Cependant, le dernier Romain de ces années de tumulte et de révolte, hébété et malheureux dans cette bagarre où Pierre Corneille lui-même eût perdu la raison, Crébillon joue avec ses chiens, M. de Moncrif avec ses chats, Crébillon fils avec ses danseuses.
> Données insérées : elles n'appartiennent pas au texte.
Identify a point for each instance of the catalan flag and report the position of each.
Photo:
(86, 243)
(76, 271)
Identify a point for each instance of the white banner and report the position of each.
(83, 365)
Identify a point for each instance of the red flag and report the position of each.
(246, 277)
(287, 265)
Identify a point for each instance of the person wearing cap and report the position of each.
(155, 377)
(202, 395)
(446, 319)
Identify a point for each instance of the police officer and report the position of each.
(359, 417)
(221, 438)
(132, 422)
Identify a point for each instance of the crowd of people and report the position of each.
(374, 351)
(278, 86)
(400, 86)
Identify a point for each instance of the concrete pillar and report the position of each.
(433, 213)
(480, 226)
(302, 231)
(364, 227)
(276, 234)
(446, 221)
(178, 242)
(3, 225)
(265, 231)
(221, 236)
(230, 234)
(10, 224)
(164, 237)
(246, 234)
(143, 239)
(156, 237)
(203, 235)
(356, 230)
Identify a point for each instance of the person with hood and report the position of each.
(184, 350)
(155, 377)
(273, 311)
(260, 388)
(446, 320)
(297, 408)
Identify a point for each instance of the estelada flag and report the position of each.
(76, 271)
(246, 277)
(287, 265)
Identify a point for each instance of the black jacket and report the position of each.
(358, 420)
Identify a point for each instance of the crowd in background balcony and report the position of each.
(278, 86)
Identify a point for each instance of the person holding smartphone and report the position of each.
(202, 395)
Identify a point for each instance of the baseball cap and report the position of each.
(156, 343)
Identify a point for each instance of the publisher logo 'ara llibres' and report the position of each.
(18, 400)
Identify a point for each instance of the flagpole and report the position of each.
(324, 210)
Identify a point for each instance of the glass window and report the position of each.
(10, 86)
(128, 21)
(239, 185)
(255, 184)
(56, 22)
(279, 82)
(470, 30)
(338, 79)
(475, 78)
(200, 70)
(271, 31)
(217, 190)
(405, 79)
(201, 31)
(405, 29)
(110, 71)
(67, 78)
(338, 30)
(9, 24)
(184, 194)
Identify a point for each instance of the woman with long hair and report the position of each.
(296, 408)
Une espèce de paysan de haute encolure, un Normand de hasard, Marmontel, le rival heureux du maréchal de Saxe et l'indigne rival de Quinault, emprunte impudemment à celui-là ses maîtresses, à celui-ci ses poëmes; Duclos écoute et se tait; Fontenelle, un peu à l'écart de ce tumulte, se cache, écoute et vieillit doucement.

Pendant ce temps, le roi de ces tempêtes, le maître absolu de ces discours, de ces pensées, de ces résistances, de ces révoltes, celui qui commande même aux tyrans du parterre, et même aux tyrans du café Procope, le dominateur souverain des cercles, des clubs, des académies, des sociétés savantes, de l'opinion publique, d'un bout du monde à l'autre, Voltaire, il regarde, il écoute, il rit de son rire éternel, entre Charles XII et Cartouche, entre Esprit Fléchier et l'esprit de Sophie Arnoult.